The appearance in 1824 of a second incendiary publication entitled "Geheime Papiere" ("Secret Papers") proved more damaging since the work was quickly attributed to him despite initial expressions of uncertainty. Around this time he also became involved in a dispute with a young ambitious delegate to the Federal Convention (Bundestag) called Friedrich von Blittersdorf. The upshot of all this was that he was obliged to leave Stuttgart, relocating to Augsburg in 1825.

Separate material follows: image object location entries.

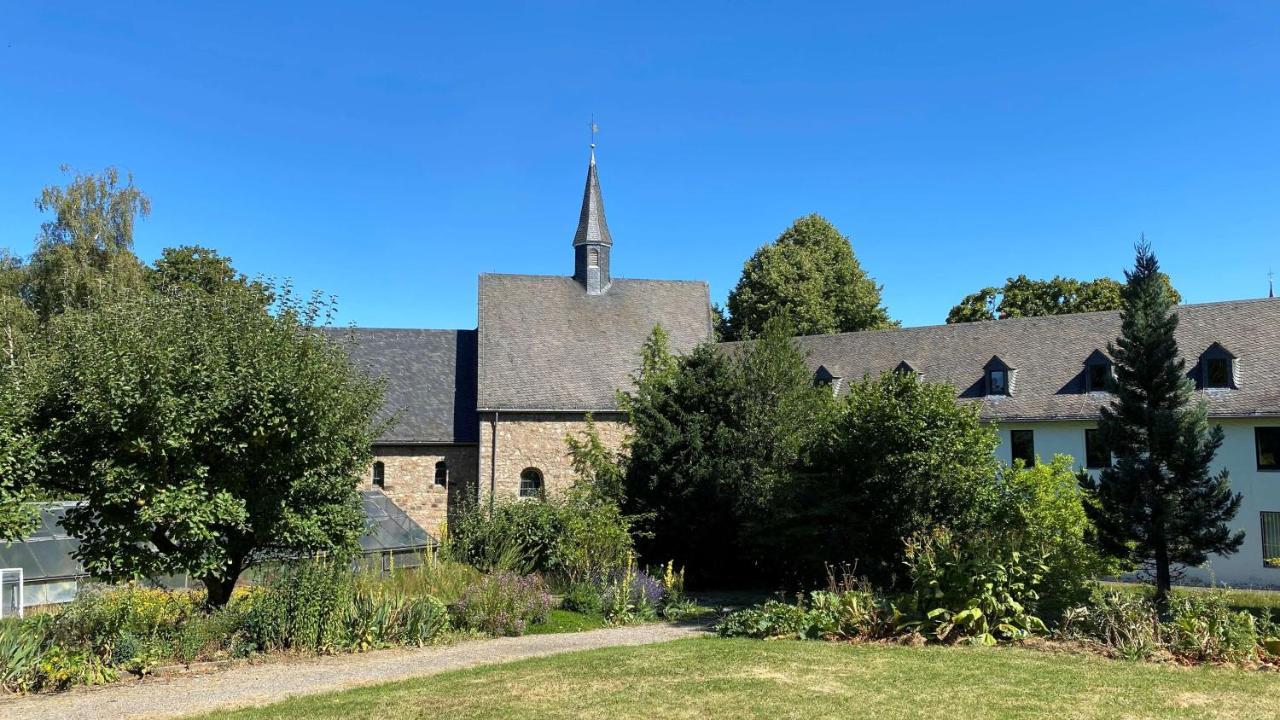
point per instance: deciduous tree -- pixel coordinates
(809, 278)
(1024, 297)
(206, 432)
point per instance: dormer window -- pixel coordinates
(999, 377)
(822, 377)
(1097, 372)
(1217, 368)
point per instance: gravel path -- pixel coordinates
(270, 682)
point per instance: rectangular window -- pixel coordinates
(1095, 454)
(1269, 447)
(1023, 443)
(997, 383)
(1217, 373)
(1098, 377)
(1271, 540)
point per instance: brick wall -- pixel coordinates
(536, 440)
(410, 479)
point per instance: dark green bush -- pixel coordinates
(977, 588)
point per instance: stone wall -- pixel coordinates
(536, 440)
(408, 474)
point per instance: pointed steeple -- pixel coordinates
(592, 228)
(592, 241)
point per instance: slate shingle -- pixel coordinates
(547, 345)
(430, 381)
(1050, 355)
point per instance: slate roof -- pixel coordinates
(592, 227)
(430, 381)
(547, 345)
(1050, 352)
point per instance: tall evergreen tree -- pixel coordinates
(1159, 504)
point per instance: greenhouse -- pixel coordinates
(42, 570)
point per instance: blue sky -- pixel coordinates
(387, 154)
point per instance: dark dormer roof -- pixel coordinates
(1217, 350)
(545, 343)
(1097, 358)
(592, 227)
(1047, 354)
(996, 364)
(430, 381)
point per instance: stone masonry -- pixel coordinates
(410, 479)
(536, 440)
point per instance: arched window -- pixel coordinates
(530, 482)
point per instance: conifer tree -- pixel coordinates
(1159, 504)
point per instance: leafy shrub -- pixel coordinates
(580, 536)
(584, 597)
(1205, 629)
(301, 609)
(976, 589)
(1041, 506)
(771, 620)
(502, 604)
(1123, 624)
(22, 645)
(853, 614)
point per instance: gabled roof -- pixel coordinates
(430, 381)
(1050, 355)
(545, 343)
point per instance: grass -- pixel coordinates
(1264, 604)
(567, 621)
(718, 678)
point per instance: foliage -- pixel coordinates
(717, 445)
(810, 278)
(904, 456)
(1041, 507)
(502, 604)
(598, 469)
(845, 615)
(205, 432)
(1024, 297)
(1205, 629)
(21, 648)
(973, 588)
(1123, 624)
(304, 607)
(83, 254)
(191, 267)
(631, 595)
(576, 534)
(1159, 502)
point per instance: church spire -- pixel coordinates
(592, 242)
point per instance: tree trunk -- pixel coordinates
(1164, 580)
(220, 586)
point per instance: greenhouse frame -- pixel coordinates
(41, 569)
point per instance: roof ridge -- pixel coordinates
(570, 278)
(1037, 318)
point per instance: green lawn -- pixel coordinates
(718, 678)
(1257, 601)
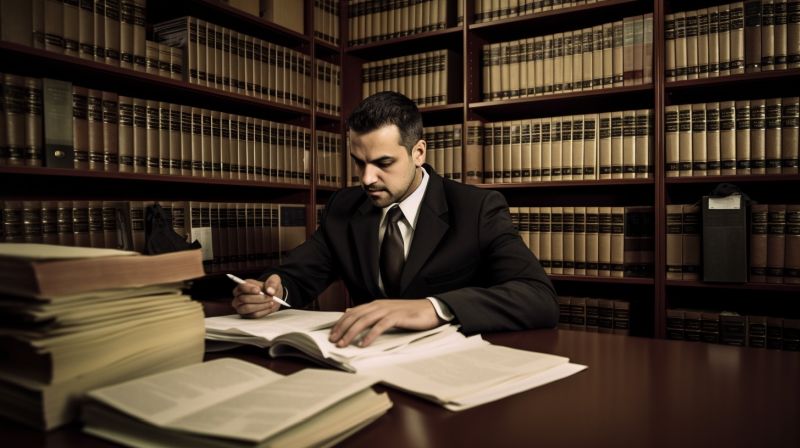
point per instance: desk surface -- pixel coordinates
(636, 392)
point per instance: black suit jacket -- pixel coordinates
(465, 252)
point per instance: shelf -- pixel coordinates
(219, 13)
(615, 280)
(601, 100)
(415, 43)
(35, 62)
(56, 183)
(740, 86)
(773, 287)
(572, 18)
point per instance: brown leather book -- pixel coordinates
(758, 243)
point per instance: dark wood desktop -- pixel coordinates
(636, 392)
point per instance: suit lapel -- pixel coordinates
(432, 225)
(364, 228)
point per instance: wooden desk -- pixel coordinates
(636, 392)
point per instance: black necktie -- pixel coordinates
(392, 253)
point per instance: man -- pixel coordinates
(447, 252)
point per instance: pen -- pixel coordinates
(242, 282)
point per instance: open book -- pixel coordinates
(440, 365)
(230, 403)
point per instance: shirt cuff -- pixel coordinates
(442, 310)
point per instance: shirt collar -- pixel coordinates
(410, 205)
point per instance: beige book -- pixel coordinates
(577, 148)
(790, 124)
(776, 242)
(669, 47)
(752, 34)
(692, 67)
(793, 34)
(743, 137)
(547, 154)
(95, 120)
(617, 241)
(587, 37)
(644, 144)
(80, 127)
(702, 42)
(685, 140)
(713, 156)
(577, 60)
(568, 222)
(616, 158)
(772, 138)
(628, 152)
(758, 243)
(713, 41)
(536, 150)
(608, 55)
(597, 57)
(737, 38)
(555, 149)
(674, 241)
(566, 148)
(692, 230)
(681, 61)
(557, 240)
(699, 149)
(604, 242)
(724, 40)
(791, 269)
(590, 146)
(545, 240)
(580, 240)
(758, 136)
(516, 152)
(671, 141)
(126, 145)
(727, 137)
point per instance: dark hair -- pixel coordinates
(388, 108)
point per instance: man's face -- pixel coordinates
(388, 172)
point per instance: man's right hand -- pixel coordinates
(250, 303)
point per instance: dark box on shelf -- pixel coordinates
(724, 239)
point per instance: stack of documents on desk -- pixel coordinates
(73, 319)
(232, 403)
(441, 365)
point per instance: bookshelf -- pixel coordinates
(649, 297)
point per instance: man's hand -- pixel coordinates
(248, 301)
(381, 315)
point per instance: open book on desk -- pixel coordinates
(440, 365)
(232, 403)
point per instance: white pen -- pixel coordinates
(242, 282)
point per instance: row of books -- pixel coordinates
(429, 78)
(233, 235)
(224, 59)
(329, 159)
(594, 314)
(373, 20)
(103, 131)
(328, 88)
(733, 38)
(604, 56)
(774, 235)
(775, 333)
(589, 241)
(489, 11)
(732, 137)
(610, 145)
(75, 319)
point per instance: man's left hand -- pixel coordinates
(381, 315)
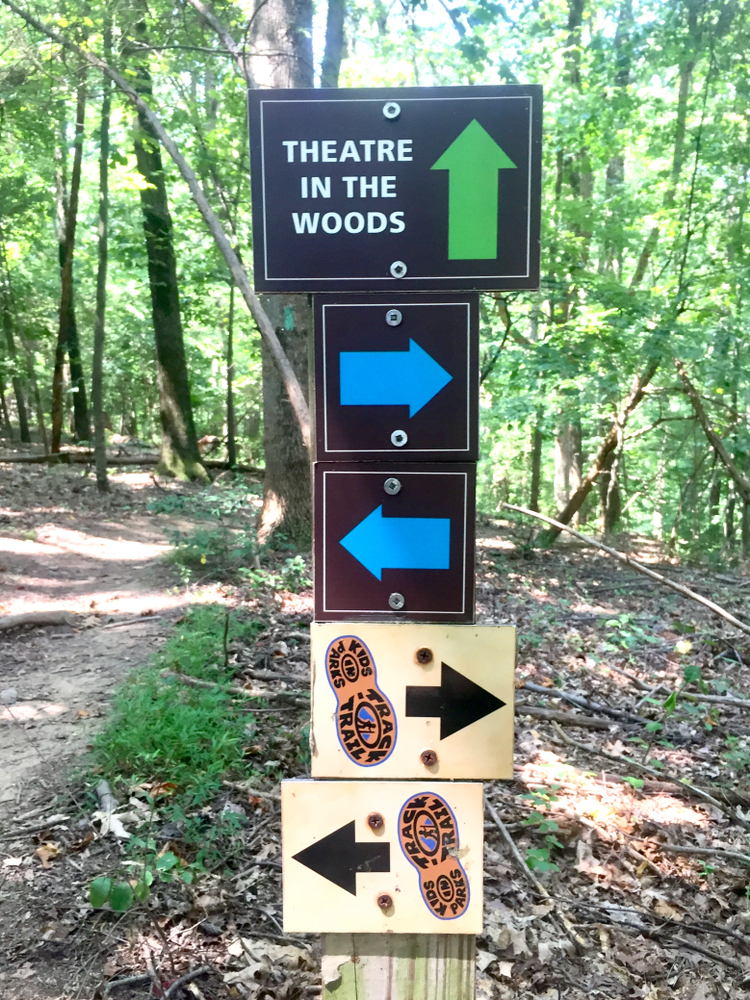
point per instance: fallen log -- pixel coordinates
(38, 619)
(87, 458)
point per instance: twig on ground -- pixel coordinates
(659, 775)
(527, 872)
(713, 955)
(38, 619)
(709, 852)
(628, 561)
(573, 699)
(566, 718)
(126, 981)
(295, 696)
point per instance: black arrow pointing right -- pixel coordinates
(458, 702)
(338, 857)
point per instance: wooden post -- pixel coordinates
(398, 966)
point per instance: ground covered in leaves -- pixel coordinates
(616, 862)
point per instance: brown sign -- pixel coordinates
(397, 376)
(394, 542)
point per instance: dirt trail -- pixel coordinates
(104, 564)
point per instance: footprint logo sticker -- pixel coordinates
(428, 833)
(365, 720)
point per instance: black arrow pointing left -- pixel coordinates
(458, 702)
(338, 857)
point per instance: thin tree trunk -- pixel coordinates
(608, 445)
(231, 419)
(8, 323)
(179, 445)
(8, 430)
(67, 338)
(97, 385)
(281, 43)
(334, 50)
(537, 440)
(740, 480)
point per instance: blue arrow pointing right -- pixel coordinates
(391, 378)
(400, 542)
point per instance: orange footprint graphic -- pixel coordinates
(365, 720)
(428, 833)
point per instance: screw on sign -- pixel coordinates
(356, 191)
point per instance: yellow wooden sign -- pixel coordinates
(412, 700)
(382, 856)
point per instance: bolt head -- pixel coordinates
(375, 821)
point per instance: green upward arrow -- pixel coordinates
(473, 160)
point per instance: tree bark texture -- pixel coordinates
(214, 226)
(179, 445)
(281, 57)
(97, 375)
(608, 445)
(740, 480)
(6, 304)
(67, 338)
(334, 50)
(287, 500)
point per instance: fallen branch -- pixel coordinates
(295, 696)
(565, 718)
(709, 852)
(645, 769)
(628, 561)
(616, 713)
(184, 980)
(127, 981)
(38, 619)
(524, 868)
(87, 458)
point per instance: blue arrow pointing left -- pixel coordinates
(400, 542)
(391, 378)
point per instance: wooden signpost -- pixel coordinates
(418, 197)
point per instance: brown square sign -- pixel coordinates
(394, 542)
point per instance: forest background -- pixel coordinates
(617, 395)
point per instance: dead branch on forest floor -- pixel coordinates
(628, 561)
(659, 775)
(38, 619)
(527, 872)
(297, 697)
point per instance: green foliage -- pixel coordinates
(163, 730)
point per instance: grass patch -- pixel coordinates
(162, 730)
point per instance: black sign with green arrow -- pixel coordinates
(396, 189)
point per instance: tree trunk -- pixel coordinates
(231, 418)
(608, 444)
(97, 387)
(334, 50)
(7, 309)
(179, 446)
(739, 479)
(67, 338)
(537, 440)
(287, 503)
(281, 43)
(567, 459)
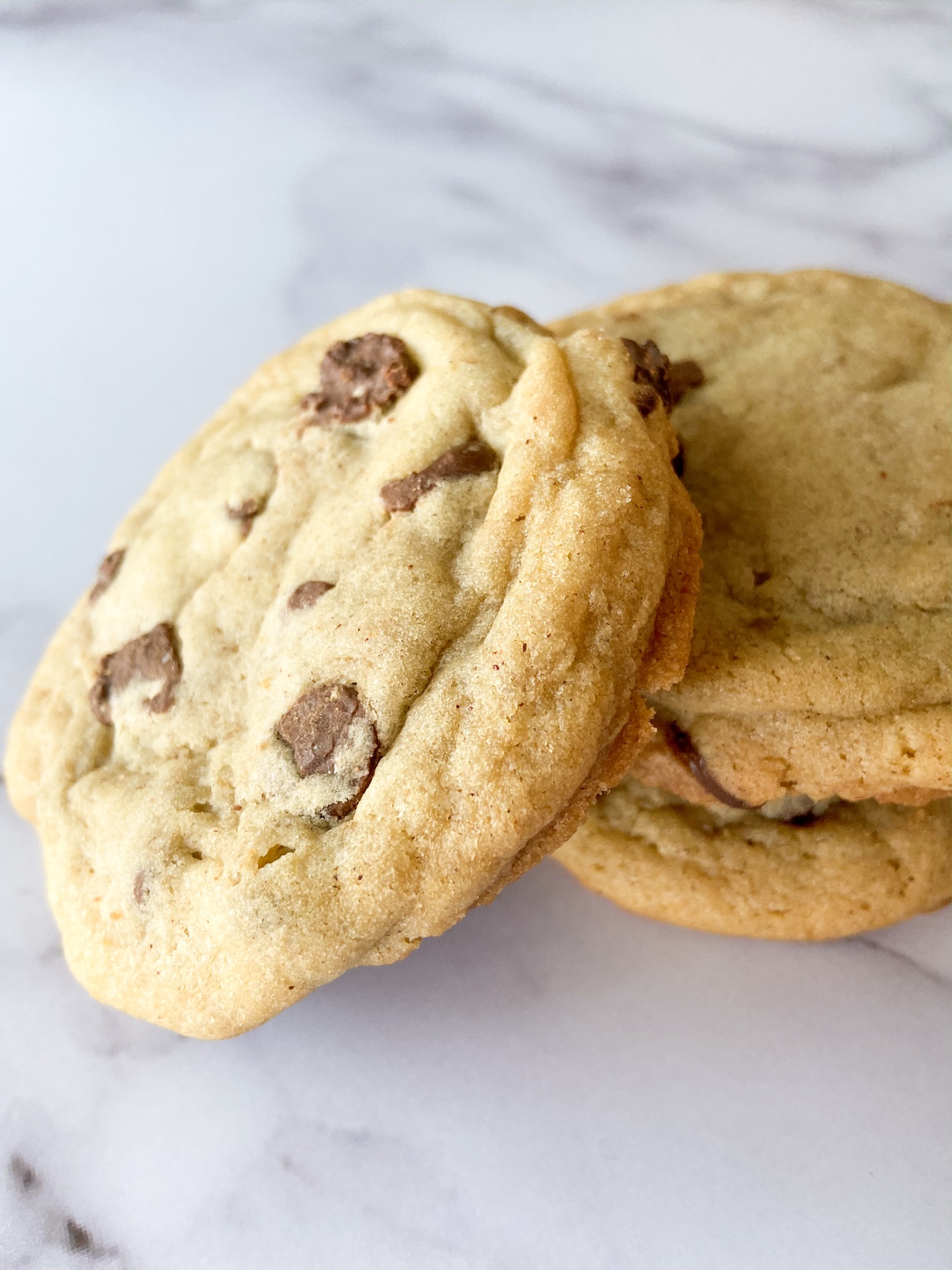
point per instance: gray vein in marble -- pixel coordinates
(870, 941)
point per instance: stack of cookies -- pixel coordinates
(418, 607)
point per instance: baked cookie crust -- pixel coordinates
(368, 647)
(816, 445)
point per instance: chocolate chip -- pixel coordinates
(684, 750)
(358, 375)
(318, 727)
(650, 375)
(678, 461)
(467, 460)
(309, 593)
(106, 573)
(682, 378)
(245, 512)
(804, 818)
(150, 657)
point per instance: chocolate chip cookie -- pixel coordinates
(814, 717)
(364, 652)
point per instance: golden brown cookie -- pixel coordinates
(368, 647)
(857, 866)
(814, 424)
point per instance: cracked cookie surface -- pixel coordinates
(367, 648)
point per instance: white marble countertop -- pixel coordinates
(555, 1083)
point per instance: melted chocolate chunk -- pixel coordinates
(318, 726)
(682, 378)
(683, 747)
(245, 513)
(307, 595)
(650, 375)
(467, 460)
(359, 375)
(107, 573)
(804, 818)
(150, 657)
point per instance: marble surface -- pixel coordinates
(553, 1083)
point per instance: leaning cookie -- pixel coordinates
(814, 427)
(367, 649)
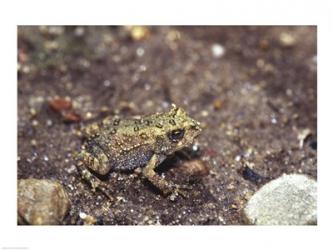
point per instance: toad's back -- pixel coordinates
(126, 143)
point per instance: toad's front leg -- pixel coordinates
(162, 184)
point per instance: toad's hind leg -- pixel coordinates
(85, 160)
(162, 184)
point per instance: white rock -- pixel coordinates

In May 1827 he moved on to Munich, where he re-established contact with Cotta and took on the editorship of the "Politische Annalen", a position that from 1828 he shared with the poet Heinrich Heine. The journal proved relatively short-lived, but a friendship with Heine endured. Following the demise of the "Politische Annalen" Lindner reverted to his earlier profession, becoming a physician again.

He returned to Stuttgart in 1833, where he was now provided by the king with a pension. Relatively little is known of his final years, but he produced several translations as well as a satirical play attacking Hegel, who during his final years had become, in the eyes of some, Prussia's unofficial national philosopher.